So, my week 2 of Spring into Shape didn't go so hot. Recapping my goals:
Do daily toning video
Track food 3 days this week
Do 20-30 mins cardio 5 days this week
Do bonus video twice this week
Freewrite 4 pages this week
Address any/all health issues this month
Let's see... where did I go wrong?
Well, Sunday and Monday were kinda tired/lazy days. Too lazy. Sunday I was exhausted and I'll go ahead and give myself that, but I don't have any good excuse for Monday. Tuesday I made myself do better. I got in some cardio and caught up on my toning videos. Although I kinda overdid it on the squats and lunges (Tuesday's video) and ended up *really* sore for a few days. Which probably played into the horrors of Thursday, which I will get to. Wednesday my upper body felt great (since it wasn't my legs or my abs) so I doubled up the toning video on that one. In retrospect, that would have been a great opportunity to do a bonus video instead. Lame! The cardio portion of that workout was tough- I could feel myself not working as hard or putting in as much effort, due to my overly sore legs. Regardless, I still ended up hot, sweaty, and huffin' & puffin'. I'll take it.
Thursday... ah, Thursday. I spent a nice afternoon with my "special friend" and he ended up having to drop me off at tap class. I still was a bit early, so I spent about 10 minutes trying to do a quick warm-up and some stretches in about a 2x2ft piece of floor-real-estate. My legs were still sore and wobbly from the over-exertion of Tuesday, and I tap in character shoes- they're about 1-1.5 in. heels. Should have known it was a recipe for disaster! About 10 or so minutes into the class, I flap/ball-changed/shuffle/ball
-changed on ol' lefty, and repeated on righty. When I hit that flap down on the floor, something went "AAAAAAHHHHH!!!!" in the general area of my adductor longus/gracilis, where my leg meets my pelvis. And, because I'm stubborn and stuff, I just kept going for the other 50 minutes. I struggled through all of it. By the time I left class, I could hardly walk. My "special friend" had to help me into the car and then practically carry me out of it when he dropped me off back at home. I was sore and hardly able to be on my feet the remainder of the night. That meant I also didn't get to my toning video that night. The next day, Friday, the pain was no longer sharp. Just kind of a sore, obnoxious, constant ache. I decided it would be a terrible idea to push myself into doing any exercise that day, too. I did go run (or walk very, very slowly) errands at a few stores for the family and that was enough. On Saturday I felt more sore than on Friday, so I think that was pushing it too much. So, I didn't do anything on Saturday.
Today is Sunday. I haven't technically done anything yet, but that doesn't mean I won't. I walked down to my local Starbucks (it's about a 10 minute walk), but it was like 100+ degrees out, so I went very, very slow so I wouldn't heat stroke on the way. I had a heavy backpack full of chemistry B.S. to study. Which I'm SO FRUSTRATED BY!!! It's so hard and I'm glad to know I'm not the only one struggling. In fact, I'm about 99% sure that 99% of my class feels as frustrated, angry, and hopeless as I do. So, maybe we'll talk to our instructor about it. He's having us memorize A TON of things for our test and it's impossible to keep it in our brains, and with only 1 week memorize it all.
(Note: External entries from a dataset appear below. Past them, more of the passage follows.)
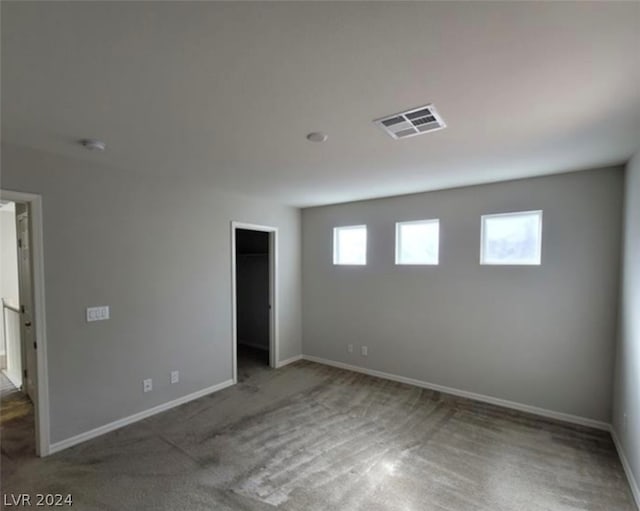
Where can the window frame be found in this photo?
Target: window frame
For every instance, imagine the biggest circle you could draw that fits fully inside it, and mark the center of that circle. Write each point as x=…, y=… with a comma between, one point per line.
x=398, y=243
x=510, y=262
x=336, y=244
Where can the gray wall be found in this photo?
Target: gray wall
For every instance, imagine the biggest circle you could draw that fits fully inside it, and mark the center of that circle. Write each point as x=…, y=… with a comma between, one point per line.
x=542, y=336
x=157, y=252
x=627, y=387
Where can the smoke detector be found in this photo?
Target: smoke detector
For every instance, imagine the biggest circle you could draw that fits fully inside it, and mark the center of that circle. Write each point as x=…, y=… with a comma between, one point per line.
x=93, y=145
x=411, y=123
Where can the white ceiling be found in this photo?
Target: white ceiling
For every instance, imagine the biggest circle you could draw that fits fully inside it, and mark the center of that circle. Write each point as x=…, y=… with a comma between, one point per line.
x=225, y=93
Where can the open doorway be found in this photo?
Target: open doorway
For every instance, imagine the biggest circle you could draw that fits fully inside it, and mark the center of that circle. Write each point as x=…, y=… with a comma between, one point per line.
x=24, y=398
x=253, y=298
x=18, y=367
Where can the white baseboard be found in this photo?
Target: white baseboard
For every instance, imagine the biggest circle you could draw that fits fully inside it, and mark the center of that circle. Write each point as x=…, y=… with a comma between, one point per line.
x=288, y=361
x=543, y=412
x=88, y=435
x=633, y=483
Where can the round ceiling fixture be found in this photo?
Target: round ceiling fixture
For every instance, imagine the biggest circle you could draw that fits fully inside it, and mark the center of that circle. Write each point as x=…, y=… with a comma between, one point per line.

I'm having a rough weekend emotionally. I'm now almost positive it's due to an impending ToM bit of "fun", but man oh man my emotions just need to f*** off! It's my "special friend's" birthday today and last night his friends threw him a party at a local bar. He invited me to go, of course, but I wasn't able to make it... mostly due to the fact that I don't have a f***ing car!!!!!! Once again, that fact is interfering with my life. I couldn't believe my reaction to not being able to go. I was in tears, inconsolable! I binge ate homemade browned-butter popcorn, candy, and candy corn Oreos- which DON'T taste like candy corn, by the way; more like butterscotch. I watched sad movies and continued to sob my way through them. Any of this sound like me?! NO! And I still am unable to digest the fact that I couldn't be there to celebrate with him. I actually found myself hiding him from my Facebook News Feed until I can stop feeling so sh*tty about it. This weekend would have been a great one to do some boxing training, like I've always wanted to do, 'cuz I've really REALLY felt like punching something really hard... in it's f***ing face!!! Over and over and OVER!!!
Well, at least this week I'll get to work on my last-listed goal of address any/all medical problems this month. Get myself back on some hormones so I can stop this madness. And also the ovary-exploding madness. That needs to just knock it off, too.
Okay, I'm all talked out. Plus I have a chem quiz on Monday and a chem exam on Wednesday to study for. Also, possibly, a medical terminology quiz, so I guess I better study for that, too.
Game of Thrones flamin' archery game at Comic Con. I rocked that simulation!